If-Then Semantics

Gremlin Snippets are typically short and fun dissections of some aspect of the Gremlin language. For a full list of all steps in the Gremlin language see the Reference Documentation of Apache TinkerPop™. This snippet is based on Gremlin 3.5.3.This snippet demonstrates its lesson using the data of the "modern" toy graph (image). Please consider bringing any discussion or questions about this snippet to Discord or the Gremlin Users Mailing List.

The Importance of Gremlin Readability

Getting good at Gremlin is as much about writing readable and intutive traversals as it is writing performant ones. Gremlin has a lot of ways to accomplish the same goal and you can easily write two equivalent traversals with a wildly different set of steps. It is also easy to write a working query that uses steps in ways that do not easily convey meaning and intent to someone who comes along and reads it later - and that person may be yourself a year or more down the line. As such, I’m a big proponent of Gremlin readability and often question if the proper steps and patterns are being used even if my traversal is working

Here’s a simple example:

gremlin> g.V(2).elementMap()
==>[id:2,label:person,name:vadas,age:27]
gremlin> g.V(2).coalesce(has('k'),
......1>                 property('k','v'))
==>v[2]
gremlin> g.V(2).elementMap()

Choosing the Right Step: Coalesce vs. Choose

The above example shows that we can use coalesce() to set a property of “k” if it does not exist. As a reminder, coalesce() will return the result of first child traversal argument that returns a value. Therefore, if has('k') succeeds as a filter in finding the “k” property key present, then the same vertex that entered the coalesce() is the same that will exit. If the “k” property key is not present then the property is added as a side-effect and therefore the same vertex that entered the coalesce() will also exit it.

This traversal succeeds in its goal, but it makes a bit of an unexpected use of coalesce() in my mind. The coalesce() step is actually a flatMap() step and therefore implies something transformative happening to the traverser, but in this usage the traverser carrying the vertex that enters the coalesce() passes through unchanged (ignoring the side-effect of property('k','v')) irrespective of the path taken. It takes a moment to realize that coalesce() used in this fashion is really just an if-then pattern. To compound the matter, the if portion has to be inverted for it to work in the coalesce() context. In other words, we really want to say “if the ‘k’ property is not present, then …”, but we’re instead forced to read the reverse of has('k') so that a vertex that has it will pass through unchanged.

Since we have an if-then pattern, then perhaps it would be more explicit and readable to present it that way with choose() which is designed for that purpose:

gremlin> g.V(2).choose(hasNot('k'), 
......1>               property('k','v'))
==>v[2]
gremlin> g.V(2).elementMap()
==>[id:2,label:person,name:vadas,k:v,age:27]

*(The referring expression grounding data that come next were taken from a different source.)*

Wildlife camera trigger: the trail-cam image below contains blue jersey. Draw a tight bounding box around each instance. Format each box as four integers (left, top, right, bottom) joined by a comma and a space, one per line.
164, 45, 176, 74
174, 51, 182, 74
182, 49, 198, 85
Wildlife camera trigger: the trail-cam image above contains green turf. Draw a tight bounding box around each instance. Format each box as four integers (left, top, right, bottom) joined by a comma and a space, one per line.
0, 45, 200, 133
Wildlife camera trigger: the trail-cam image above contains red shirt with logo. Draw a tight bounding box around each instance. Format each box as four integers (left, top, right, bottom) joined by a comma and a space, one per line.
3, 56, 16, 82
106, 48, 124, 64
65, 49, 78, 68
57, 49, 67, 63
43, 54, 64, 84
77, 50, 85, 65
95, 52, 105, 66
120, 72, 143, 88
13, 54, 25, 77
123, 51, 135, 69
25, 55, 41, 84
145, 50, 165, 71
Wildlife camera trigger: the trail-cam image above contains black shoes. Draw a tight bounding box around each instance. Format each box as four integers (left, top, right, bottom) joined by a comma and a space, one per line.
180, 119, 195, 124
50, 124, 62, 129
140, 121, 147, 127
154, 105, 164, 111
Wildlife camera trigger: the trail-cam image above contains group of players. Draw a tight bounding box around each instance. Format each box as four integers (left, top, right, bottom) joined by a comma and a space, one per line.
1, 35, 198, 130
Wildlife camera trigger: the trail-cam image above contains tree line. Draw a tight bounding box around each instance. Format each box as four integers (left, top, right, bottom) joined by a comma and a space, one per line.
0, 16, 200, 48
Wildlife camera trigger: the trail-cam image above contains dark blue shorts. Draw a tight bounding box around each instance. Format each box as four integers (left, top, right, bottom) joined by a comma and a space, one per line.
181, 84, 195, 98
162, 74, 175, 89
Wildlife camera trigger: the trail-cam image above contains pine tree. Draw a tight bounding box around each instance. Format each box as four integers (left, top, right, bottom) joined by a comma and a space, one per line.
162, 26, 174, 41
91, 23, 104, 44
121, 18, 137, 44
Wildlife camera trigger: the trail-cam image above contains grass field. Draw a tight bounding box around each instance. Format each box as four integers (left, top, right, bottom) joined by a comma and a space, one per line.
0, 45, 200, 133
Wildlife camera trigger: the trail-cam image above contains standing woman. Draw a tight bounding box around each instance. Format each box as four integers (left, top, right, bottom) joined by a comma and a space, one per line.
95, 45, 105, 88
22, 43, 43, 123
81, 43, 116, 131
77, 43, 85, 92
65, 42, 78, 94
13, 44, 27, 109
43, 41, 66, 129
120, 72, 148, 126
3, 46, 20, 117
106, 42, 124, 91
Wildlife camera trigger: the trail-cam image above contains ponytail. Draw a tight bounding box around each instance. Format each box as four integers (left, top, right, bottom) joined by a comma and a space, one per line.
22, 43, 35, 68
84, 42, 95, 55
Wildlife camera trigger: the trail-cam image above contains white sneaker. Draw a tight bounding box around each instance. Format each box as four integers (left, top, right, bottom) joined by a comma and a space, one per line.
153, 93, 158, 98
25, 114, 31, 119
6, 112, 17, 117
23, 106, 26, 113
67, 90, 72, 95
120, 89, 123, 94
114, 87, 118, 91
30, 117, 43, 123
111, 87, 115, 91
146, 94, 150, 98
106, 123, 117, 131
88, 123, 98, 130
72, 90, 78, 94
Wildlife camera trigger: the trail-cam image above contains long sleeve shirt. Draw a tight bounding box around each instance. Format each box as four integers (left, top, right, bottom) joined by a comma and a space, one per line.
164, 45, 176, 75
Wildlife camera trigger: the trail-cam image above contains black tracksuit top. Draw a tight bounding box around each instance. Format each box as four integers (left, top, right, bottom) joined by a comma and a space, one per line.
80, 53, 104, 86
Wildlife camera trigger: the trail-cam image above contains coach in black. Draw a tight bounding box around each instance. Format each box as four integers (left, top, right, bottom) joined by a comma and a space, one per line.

Emphasizing Side-Effect and Intent with SideEffect and Optional

The above example makes the if-then far more explicit and we can more immediately recognize that section of Gremlin as “if there is no ‘k’ property then it should be added”. While the traversal readability has improved, it could still be modified to convey more about the intent. The primary purpose of the if-then pattern is to trigger a side-effect of adding a property key, which is really easy to read as a single traversal of hasNot('k').property('k','v'). It’s nice to be able to immediately know that a particular traversal is meant purely for side-effect purposes as your mind can block out the entire section of a traversal, no matter how complex it is, knowing that it will not alter the current traverser:

gremlin> g.V(2).sideEffect(hasNot('k').property('k','v'))
==>v[2]
gremlin> g.V(2).optional(hasNot('k').property('k','v'))
==>v[2]
gremlin> g.V(2).elementMap()
==>[id:2,label:person,name:vadas,k:v,age:27]

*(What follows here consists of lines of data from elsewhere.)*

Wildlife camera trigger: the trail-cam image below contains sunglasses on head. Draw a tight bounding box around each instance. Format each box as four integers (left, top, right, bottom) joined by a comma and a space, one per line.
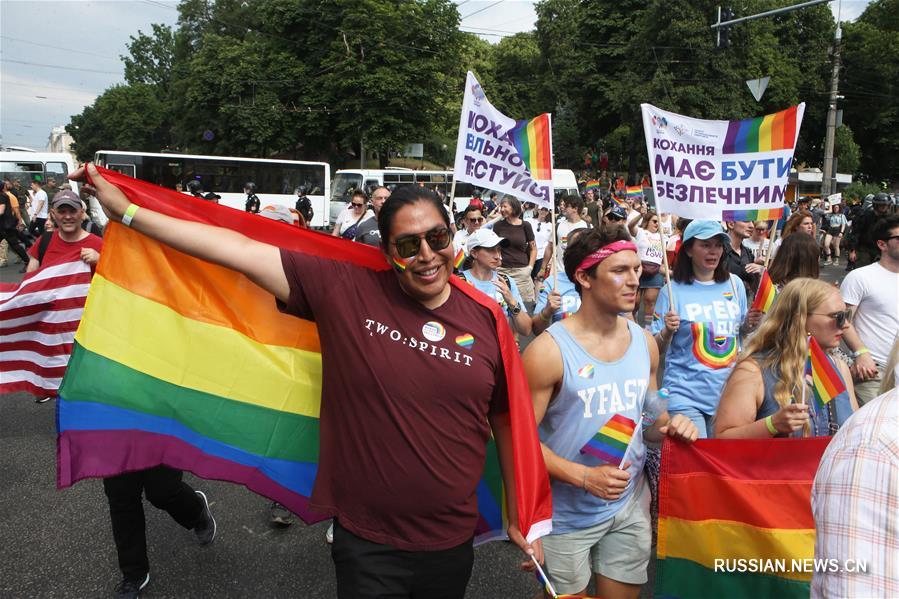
392, 227, 451, 259
812, 309, 852, 328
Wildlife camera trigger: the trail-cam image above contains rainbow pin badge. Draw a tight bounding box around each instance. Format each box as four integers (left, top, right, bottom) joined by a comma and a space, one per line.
455, 333, 475, 348
578, 364, 595, 379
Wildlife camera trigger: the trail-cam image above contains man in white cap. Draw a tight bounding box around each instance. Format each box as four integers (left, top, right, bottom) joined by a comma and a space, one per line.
26, 190, 103, 273
461, 228, 532, 336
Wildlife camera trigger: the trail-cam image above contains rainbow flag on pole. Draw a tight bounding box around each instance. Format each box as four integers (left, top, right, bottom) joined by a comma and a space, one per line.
805, 336, 846, 408
585, 180, 600, 191
626, 185, 643, 199
750, 270, 777, 313
656, 437, 831, 598
723, 105, 800, 154
57, 168, 553, 545
509, 113, 553, 181
580, 413, 636, 464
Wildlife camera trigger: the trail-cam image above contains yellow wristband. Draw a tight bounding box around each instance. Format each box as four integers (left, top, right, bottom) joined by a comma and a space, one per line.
121, 203, 139, 227
540, 310, 553, 323
765, 415, 777, 436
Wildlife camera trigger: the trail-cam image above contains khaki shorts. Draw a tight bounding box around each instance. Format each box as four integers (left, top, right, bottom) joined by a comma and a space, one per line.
542, 478, 651, 594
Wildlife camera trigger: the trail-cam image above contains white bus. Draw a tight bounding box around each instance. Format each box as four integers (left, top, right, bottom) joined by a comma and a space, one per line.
94, 151, 331, 228
331, 168, 475, 222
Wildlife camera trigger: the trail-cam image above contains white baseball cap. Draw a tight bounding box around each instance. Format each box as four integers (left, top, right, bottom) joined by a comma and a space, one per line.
466, 228, 510, 253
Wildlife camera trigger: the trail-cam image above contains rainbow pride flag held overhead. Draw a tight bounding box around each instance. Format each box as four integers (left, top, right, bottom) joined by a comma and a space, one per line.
805, 336, 846, 408
723, 105, 799, 154
57, 168, 553, 546
751, 270, 777, 313
509, 113, 553, 181
610, 194, 626, 208
585, 180, 600, 191
580, 413, 636, 464
722, 208, 784, 222
626, 185, 643, 199
656, 437, 831, 598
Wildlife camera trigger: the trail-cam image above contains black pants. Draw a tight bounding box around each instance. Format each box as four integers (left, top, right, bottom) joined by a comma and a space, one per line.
1, 228, 28, 264
29, 217, 46, 238
103, 466, 203, 580
331, 520, 474, 599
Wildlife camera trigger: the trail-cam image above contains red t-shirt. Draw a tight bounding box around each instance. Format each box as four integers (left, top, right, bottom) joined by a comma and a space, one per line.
28, 231, 103, 270
278, 249, 508, 551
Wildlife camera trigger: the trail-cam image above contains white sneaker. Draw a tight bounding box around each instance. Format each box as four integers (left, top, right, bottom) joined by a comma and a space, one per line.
325, 521, 334, 544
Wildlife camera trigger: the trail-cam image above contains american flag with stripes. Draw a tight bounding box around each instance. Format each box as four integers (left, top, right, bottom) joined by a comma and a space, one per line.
1, 261, 92, 397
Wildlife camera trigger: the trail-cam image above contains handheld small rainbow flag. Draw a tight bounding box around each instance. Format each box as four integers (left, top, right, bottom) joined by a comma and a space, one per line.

The above example demonstrates two ways to do this isolation. The first is to simply use sideEffect() because it explicitly denotes the child traversal it contains as being executed solely for that purpose. The second approach, which uses optional(), is a bit more specific to this case, where the child traversal is extremely simplistic and it’s clear that the incoming traverser will not be transformed. I think optional() has a readability benefit here over coalesce(), despite them being similar steps, because optional() doesn’t force the check for “k” to be inverted and the entire child traversal stays together as opposed to being separate arguments.

Please bear in mind that these traversals might all look quite simple and equally readable, but when expanded into the real world with traversals that are dozens of lines long, these patterns tend to matter. It’s important to be able to immediately spot an if-then situation or a long child traversal that just trickles into a side-effect. Without those signals, deciphering Gremlin can end up quite time consuming.